B.R. : « Nous approvisionnons principalement le marché français : Top Semences assure d'ailleurs 65 % des multiplications des semences de pois chiche de l'Hexagone. Seule une petite partie de notre production, entre 12 et 15 %, est destinée à l'export vers l'Italie, le Portugal, l'Espagne et dans une moindre mesure la Hongrie, mais cette part est vouée à prendre de l'importance. »

La dynamique de cette filière est-elle un effet de mode, ou une tendance durable ?

B.R. : « L'engouement pour les protéines végétales en général est désormais une tendance structurelle. On constate une croissance continue de la demande y compris en restauration collective, et la Loi Egalim a d'ailleurs confirmé cette tendance. Pour autant, aujourd'hui les stocks français de pois chiche semences destinées au marché de l'alimentation humaine sont relativement importants. Les marges de progression, à l'avenir, sont davantage sur des variétés destinées à l'industrie, notamment les farines de pois chiches utilisées comme ingrédients dans les recettes industrielles. »
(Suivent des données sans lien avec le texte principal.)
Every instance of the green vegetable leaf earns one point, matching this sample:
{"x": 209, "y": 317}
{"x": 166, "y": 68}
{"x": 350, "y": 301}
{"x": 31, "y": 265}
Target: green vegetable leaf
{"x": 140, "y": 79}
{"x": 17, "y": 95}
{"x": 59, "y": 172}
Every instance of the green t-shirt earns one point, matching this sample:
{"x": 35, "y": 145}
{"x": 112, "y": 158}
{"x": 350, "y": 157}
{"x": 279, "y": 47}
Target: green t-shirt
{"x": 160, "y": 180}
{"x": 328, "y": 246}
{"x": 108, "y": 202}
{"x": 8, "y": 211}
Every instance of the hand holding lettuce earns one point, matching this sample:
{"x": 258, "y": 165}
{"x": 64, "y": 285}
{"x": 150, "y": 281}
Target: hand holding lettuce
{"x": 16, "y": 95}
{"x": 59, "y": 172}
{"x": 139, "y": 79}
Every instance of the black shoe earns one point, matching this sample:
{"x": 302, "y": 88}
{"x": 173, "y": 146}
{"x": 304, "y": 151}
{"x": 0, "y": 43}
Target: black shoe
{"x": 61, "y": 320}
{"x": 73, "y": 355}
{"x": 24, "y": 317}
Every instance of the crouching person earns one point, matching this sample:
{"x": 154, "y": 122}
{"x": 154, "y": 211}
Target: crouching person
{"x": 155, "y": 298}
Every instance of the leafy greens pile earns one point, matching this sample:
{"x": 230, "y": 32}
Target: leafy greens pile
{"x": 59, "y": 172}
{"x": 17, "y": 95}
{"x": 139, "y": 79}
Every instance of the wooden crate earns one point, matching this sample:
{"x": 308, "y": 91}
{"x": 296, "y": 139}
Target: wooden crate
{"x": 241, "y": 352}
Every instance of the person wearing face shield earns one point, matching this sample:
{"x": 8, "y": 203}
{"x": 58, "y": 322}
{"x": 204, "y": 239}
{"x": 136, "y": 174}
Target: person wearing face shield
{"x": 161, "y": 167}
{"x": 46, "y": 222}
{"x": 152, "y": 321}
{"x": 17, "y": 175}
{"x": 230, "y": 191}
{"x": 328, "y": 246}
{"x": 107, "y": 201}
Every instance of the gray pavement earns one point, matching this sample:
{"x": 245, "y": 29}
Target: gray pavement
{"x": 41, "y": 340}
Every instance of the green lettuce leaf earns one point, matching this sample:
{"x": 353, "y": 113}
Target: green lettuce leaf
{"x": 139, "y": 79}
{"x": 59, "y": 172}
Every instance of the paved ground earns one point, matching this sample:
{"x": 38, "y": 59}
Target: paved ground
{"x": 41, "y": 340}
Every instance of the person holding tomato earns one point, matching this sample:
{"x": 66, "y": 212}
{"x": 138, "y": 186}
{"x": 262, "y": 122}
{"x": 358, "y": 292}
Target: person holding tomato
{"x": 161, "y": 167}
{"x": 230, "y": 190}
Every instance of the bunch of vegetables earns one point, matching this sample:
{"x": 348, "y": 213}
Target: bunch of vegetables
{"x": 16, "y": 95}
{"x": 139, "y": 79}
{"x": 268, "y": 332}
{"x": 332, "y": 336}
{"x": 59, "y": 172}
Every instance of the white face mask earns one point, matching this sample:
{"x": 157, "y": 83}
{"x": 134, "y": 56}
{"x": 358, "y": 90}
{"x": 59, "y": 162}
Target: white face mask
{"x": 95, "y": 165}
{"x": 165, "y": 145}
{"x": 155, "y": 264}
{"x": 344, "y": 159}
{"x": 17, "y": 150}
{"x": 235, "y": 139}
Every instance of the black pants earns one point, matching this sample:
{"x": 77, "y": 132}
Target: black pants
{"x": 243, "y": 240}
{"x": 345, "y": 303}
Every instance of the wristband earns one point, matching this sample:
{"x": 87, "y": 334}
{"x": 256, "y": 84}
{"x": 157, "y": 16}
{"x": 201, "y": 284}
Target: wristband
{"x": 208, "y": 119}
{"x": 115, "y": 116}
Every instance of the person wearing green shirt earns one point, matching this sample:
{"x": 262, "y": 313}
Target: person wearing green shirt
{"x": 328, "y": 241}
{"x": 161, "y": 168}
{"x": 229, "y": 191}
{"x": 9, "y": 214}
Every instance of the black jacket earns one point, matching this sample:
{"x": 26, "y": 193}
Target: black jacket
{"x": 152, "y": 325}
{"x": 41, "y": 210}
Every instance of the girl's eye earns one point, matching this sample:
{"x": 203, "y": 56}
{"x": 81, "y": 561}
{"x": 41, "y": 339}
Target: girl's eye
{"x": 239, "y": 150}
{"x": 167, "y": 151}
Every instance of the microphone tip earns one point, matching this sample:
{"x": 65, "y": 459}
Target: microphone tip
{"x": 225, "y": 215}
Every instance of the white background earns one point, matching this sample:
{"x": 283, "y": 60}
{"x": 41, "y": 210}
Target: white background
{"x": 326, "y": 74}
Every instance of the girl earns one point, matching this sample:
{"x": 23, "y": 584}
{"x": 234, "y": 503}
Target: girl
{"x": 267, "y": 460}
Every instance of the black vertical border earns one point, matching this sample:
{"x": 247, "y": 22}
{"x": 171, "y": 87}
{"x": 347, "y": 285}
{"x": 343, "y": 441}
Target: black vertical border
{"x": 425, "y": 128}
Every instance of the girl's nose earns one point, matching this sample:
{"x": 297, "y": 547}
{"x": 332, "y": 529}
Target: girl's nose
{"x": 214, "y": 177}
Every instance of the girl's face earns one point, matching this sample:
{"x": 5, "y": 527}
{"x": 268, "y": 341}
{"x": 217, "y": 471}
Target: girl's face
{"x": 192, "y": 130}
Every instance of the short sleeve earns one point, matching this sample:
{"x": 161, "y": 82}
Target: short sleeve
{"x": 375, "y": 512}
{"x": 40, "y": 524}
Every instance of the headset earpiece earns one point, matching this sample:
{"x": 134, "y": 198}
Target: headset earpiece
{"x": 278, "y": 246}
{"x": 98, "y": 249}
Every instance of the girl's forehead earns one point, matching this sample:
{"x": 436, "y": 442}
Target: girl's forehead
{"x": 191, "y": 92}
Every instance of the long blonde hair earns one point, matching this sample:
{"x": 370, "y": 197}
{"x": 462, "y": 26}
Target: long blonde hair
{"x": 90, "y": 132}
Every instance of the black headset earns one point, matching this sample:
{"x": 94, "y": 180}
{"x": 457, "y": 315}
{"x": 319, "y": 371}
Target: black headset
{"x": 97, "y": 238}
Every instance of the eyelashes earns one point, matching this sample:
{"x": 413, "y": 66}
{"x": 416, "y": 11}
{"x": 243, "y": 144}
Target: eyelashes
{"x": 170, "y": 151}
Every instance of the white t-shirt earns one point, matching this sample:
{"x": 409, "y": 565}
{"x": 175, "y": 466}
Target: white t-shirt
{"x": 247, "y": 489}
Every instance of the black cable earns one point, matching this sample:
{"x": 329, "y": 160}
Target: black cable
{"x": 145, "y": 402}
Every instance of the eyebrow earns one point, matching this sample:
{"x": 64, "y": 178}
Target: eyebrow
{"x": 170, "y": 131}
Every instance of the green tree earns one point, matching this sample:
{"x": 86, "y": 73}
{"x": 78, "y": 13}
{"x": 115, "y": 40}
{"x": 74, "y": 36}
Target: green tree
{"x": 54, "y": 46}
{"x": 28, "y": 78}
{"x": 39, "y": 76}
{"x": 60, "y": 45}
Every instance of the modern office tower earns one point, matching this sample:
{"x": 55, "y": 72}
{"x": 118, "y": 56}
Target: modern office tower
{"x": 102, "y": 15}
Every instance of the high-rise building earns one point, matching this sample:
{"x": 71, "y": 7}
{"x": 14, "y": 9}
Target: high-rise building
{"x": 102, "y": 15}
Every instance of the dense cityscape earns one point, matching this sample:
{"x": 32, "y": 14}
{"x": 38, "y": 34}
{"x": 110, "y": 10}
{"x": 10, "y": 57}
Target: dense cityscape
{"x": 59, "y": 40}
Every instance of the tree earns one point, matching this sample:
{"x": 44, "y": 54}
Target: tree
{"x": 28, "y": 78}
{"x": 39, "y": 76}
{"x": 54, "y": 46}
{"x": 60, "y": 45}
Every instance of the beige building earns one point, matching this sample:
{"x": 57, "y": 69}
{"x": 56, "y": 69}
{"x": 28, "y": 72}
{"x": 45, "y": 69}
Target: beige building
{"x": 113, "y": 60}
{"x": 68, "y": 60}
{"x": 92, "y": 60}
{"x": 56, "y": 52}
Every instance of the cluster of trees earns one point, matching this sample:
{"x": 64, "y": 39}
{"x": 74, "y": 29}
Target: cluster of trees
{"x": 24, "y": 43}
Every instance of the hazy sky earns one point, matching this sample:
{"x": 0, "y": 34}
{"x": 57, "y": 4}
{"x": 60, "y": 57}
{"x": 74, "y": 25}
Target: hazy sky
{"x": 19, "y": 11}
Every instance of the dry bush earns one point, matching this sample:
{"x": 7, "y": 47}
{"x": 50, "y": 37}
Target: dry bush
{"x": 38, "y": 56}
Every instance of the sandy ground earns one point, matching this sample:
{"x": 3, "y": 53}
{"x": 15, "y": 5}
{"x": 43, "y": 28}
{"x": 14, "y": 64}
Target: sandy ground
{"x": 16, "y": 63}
Qu'en est-t-il du pois chiche semence au niveau mondial ?

B.R. : « Le Canada et l'Inde sont les principaux pays producteurs ; en Europe, la France reste l'un des premiers pays producteurs aux côtés de l'Espagne et du Portugal. A l'avenir, nous pourrons par ailleurs nous développer sur les marchés allemand et britannique, mais également Etats-Unis. »

Propos receuillis par M.C.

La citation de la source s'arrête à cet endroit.